• Tidak ada hasil yang ditemukan

BAB III. FORMATIO (PEMBINAAN) PARA NOVIS BERDASARKAN

B. Formatio (Pembinaan) Menurut Konstitusi Kongregasi Suster Dina

3. Tahap-tahap Formatio Menurut Konstitusi Kongregasi Suster

Paus Yohanes Paulus II dalam Vita Consecrata art. 65 menekankan pentingnya tahap-tahap pembinaan yatiu “hendaklah disediakan waktu secukupnya bagi pembinaan dasar dalam arti proses perkembangan yang melalui tahap pematangan pribadi, dari segi psikologi dan rohani sampai teologi dan pastoral”. Adapun tekanan yang diberikan dalam formatio baik dimensi kultural, intelektual

dan dimensi rohani bagi calon religius maupun mereka yang sudah menjadi religius adalah untuk membantu dan mengantar mereka kepada pengalaman akan Allah dalam kehidupan sehari-hari. Setiap tahap-tahap pembinaan dalam seluruh proses formatio bertujuan agar melalui proses pembinaan para calon dapat menyerupai Tuhan Yesus dalam penyerahan diri seutuhnya. Mengingat pentingnya tahap-tahap pembinaan bagi para calon religius, maka Kongregasi Suster Dina Keluarga Suci dari Pangkalpinang menyiapkan sarana pendampingan untuk orang-orang yang ingin membaktikan diri seutuhnya kepada Allah melalui tahap pembinaan yaitu tahap aspirat, tahap postulat, tahap novisiat, tahap yuniorat, dan pembinaan terus menerus (On Going Formation).

a. Tahap Aspirat

Seorang calon religius yang sedang menjalani masa pembinaan di Aspirat di sebut aspiran. Aspiran adalah orang yang sedang berada pada taraf mencari keterangan dan pengertian tentang arti panggilan religius, sekaligus mengenal secara dekat kongregasi yang dipilihnya. Selama masa aspirat seorang calon berada dalam pergumulan antara cita-cita dan kenyataan, antara nilai-nilai rohani dan yang kodrati (Konst 2003, art. 78). Oleh karena itu aspiran sendiri diharapkan memiliki keterbukaan dan kemauan untuk menjernihkan sekaligus mempertegas keinginannya untuk bergabung dalam kongregasi dengan kehendak yang bebas (Konst 2003, art. 81). Tujuan pembinaan di masa aspirat adalah menemukan pemahaman yang jelas tentang kongregasi yang dipilih, dan berani mengambil keputusan hendak bergabung bersama dalam kongregasi yang dipilih atau mencari kemungkinan lain yang cocok bagi dirinya.

b. Tahap Postulat

Menurut Tim Spiritualitas KKS, calon yang dinyatakan diterima pada tahap ini disebut postulan (Konst 2003, art. 84). Dengan diterimanya masuk dalam tahap pendidikan dan pembentukan di masa postulat, seorang calon diterima untuk mempersiapkan diri secara lebih intensif untuk masuk dan bergabung dalam kongregasi dengan fokus pembinaan pengetahuan iman, membangun kebiasaan hidup berkomunitas, mengembangkan keutamaan-keutamaan, memperkenalkan visi misi, tuntutan cara hidup kongregasi, latihan dasar hidup rohani yang menegaskan mereka bergabung dalam kongregasi (Konst 2003, art. 83).

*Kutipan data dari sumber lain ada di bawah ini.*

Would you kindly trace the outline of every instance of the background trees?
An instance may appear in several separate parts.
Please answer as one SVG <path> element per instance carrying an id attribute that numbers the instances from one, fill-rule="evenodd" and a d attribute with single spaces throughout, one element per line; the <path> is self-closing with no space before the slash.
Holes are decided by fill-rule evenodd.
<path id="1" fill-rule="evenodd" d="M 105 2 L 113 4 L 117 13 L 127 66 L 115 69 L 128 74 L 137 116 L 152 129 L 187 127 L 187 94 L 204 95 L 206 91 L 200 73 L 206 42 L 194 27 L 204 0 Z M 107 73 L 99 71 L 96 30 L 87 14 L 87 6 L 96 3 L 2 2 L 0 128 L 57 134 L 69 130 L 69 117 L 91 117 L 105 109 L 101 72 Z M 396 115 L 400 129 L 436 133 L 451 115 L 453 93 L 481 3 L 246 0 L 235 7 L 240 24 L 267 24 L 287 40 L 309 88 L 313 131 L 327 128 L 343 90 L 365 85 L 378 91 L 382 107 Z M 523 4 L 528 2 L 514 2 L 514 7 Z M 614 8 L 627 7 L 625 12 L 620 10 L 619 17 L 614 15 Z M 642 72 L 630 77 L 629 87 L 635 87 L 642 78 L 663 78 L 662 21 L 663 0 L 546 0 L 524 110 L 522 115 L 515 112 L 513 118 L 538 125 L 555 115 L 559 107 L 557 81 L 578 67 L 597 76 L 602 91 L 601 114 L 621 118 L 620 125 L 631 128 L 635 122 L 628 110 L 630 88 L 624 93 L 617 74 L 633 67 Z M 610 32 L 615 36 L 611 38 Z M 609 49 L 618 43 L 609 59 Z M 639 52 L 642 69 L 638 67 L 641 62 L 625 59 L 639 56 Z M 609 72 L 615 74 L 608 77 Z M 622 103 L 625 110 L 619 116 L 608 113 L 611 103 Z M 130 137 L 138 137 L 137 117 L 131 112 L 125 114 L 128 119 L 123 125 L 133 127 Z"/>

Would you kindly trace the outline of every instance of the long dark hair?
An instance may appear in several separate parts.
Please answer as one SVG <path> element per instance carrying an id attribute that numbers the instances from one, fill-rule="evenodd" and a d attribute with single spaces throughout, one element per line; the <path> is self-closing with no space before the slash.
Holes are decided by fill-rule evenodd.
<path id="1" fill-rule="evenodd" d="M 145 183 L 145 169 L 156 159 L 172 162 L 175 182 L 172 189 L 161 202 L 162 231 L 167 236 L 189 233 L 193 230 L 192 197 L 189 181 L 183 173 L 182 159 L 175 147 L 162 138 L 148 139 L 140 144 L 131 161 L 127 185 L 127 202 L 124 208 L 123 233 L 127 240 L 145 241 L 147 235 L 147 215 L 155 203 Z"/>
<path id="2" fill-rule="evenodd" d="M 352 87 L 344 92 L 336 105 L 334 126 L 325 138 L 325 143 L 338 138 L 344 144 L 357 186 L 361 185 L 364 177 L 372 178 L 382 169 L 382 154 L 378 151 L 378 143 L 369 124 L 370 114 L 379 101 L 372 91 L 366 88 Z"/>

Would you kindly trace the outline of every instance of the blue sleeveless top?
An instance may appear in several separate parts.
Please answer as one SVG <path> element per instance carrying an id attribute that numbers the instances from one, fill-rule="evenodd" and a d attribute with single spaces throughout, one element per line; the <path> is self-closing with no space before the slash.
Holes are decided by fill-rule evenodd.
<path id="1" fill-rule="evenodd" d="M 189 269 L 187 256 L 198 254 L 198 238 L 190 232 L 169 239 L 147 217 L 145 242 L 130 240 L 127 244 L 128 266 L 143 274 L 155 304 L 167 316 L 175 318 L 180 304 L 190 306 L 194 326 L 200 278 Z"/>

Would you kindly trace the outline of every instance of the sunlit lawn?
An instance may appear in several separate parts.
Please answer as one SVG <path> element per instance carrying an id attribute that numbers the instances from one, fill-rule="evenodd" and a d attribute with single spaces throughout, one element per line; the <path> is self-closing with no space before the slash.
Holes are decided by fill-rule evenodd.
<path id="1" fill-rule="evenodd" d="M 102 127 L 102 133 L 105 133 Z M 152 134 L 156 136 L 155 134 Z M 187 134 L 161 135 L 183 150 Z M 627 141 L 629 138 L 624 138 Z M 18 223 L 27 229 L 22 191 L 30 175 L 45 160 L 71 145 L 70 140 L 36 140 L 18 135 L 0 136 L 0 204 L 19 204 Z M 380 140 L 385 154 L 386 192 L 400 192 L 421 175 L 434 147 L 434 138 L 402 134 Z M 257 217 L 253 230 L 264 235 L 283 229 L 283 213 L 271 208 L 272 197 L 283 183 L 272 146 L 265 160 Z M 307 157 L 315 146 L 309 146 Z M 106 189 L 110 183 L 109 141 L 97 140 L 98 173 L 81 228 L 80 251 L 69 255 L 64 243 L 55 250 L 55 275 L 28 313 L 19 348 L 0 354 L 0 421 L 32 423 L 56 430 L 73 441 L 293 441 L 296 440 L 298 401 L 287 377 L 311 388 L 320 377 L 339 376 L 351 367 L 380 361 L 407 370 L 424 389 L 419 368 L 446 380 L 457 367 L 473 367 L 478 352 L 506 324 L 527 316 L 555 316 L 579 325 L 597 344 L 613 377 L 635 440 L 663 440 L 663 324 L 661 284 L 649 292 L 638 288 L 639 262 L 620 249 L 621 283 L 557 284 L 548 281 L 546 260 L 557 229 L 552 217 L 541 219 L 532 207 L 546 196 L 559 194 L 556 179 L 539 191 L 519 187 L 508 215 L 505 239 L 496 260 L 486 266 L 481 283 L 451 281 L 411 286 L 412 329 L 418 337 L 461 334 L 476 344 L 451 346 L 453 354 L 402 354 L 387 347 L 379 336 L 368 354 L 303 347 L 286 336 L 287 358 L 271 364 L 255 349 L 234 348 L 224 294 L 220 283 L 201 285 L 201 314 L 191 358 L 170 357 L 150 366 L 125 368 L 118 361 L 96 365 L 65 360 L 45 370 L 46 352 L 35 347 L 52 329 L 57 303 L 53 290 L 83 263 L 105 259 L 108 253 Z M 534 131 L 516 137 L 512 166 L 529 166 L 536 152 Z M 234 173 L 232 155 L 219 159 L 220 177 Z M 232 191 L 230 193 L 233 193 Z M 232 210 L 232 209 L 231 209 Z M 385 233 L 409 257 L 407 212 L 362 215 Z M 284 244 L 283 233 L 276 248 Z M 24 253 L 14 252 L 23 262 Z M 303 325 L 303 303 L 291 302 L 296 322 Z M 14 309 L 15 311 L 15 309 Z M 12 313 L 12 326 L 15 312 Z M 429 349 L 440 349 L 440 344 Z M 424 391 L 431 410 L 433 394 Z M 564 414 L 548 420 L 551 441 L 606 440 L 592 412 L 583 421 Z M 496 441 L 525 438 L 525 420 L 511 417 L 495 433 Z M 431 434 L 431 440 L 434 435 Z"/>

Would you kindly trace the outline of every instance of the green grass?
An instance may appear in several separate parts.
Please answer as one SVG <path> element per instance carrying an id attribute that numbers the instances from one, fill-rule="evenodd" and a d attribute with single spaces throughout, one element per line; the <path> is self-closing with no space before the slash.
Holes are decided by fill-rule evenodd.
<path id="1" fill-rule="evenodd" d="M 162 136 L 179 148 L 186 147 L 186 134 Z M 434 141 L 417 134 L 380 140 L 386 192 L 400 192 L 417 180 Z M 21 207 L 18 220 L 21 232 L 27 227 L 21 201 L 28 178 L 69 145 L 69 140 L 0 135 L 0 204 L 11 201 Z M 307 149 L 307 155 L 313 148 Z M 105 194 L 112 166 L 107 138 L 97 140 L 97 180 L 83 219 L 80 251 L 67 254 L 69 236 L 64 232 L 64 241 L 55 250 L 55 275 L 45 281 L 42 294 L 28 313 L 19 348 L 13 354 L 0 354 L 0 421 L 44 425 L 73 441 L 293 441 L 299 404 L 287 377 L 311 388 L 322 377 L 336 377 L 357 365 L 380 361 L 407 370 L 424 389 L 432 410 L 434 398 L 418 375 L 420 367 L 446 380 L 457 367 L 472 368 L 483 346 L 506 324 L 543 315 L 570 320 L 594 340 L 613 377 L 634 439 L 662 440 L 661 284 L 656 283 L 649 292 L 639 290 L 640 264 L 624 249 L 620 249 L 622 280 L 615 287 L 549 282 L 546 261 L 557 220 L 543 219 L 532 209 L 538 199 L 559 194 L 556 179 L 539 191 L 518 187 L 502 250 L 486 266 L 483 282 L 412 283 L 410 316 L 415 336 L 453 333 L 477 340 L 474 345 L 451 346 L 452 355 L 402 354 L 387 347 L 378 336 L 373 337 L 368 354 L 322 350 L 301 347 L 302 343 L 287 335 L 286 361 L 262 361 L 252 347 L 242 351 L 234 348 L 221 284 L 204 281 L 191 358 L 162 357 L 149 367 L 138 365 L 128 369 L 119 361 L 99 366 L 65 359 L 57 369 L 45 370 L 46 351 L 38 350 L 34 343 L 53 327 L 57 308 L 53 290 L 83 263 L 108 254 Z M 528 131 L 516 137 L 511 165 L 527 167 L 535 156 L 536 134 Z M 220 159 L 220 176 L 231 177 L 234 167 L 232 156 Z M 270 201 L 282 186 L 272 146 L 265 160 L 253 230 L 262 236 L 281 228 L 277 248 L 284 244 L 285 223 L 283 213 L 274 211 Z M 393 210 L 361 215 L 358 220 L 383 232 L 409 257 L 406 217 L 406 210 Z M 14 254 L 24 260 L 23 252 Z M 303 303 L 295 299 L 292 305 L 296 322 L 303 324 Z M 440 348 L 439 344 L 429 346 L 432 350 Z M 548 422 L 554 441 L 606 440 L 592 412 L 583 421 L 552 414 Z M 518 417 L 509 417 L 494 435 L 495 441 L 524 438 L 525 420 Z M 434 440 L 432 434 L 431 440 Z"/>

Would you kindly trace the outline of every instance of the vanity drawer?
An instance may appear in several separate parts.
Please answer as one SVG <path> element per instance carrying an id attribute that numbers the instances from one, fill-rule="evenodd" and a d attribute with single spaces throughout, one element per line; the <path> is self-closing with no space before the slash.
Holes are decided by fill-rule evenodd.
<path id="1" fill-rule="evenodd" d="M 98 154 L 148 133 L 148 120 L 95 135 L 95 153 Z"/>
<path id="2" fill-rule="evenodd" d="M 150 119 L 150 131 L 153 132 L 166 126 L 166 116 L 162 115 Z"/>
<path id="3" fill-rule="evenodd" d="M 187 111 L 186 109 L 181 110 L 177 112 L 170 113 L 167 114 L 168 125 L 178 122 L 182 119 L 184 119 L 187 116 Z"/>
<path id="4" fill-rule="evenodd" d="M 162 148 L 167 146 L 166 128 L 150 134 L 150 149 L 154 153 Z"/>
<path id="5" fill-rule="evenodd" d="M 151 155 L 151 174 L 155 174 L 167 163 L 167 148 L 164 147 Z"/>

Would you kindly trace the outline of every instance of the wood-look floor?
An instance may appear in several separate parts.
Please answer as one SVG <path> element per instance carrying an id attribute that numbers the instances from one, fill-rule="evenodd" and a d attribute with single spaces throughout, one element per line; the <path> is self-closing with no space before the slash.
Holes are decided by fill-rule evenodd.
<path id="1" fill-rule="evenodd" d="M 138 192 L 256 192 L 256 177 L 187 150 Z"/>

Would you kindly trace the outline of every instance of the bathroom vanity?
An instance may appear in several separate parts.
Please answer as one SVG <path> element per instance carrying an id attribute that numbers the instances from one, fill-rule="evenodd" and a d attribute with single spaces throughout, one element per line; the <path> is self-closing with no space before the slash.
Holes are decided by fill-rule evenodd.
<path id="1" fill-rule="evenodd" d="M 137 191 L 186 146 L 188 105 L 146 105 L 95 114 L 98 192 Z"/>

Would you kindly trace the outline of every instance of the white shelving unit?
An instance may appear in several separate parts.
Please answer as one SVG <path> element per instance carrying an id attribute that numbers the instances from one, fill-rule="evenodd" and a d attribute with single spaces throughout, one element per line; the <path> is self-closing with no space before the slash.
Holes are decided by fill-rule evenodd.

Tujuan pembinaan pada tahap ini tidak lain untuk mencapai kedewasaan hidup beriman ingkar diri, disiplin hidup, hirarki nilai, tuntutan cara hidup kongregasi dan memilih hal-hal yang mendukung kemajuan hidup mereka. Oleh karena itu para calon perlu ditolong dalam mematangkan keputusannya untuk menjadi religius. Tiga bulan terakhir masa postulat pihak postulan mengajukan permohonan untuk melanjutkan ke masa novisiat setelah mengadakan pertimbangan-pertimbangan secukupnya.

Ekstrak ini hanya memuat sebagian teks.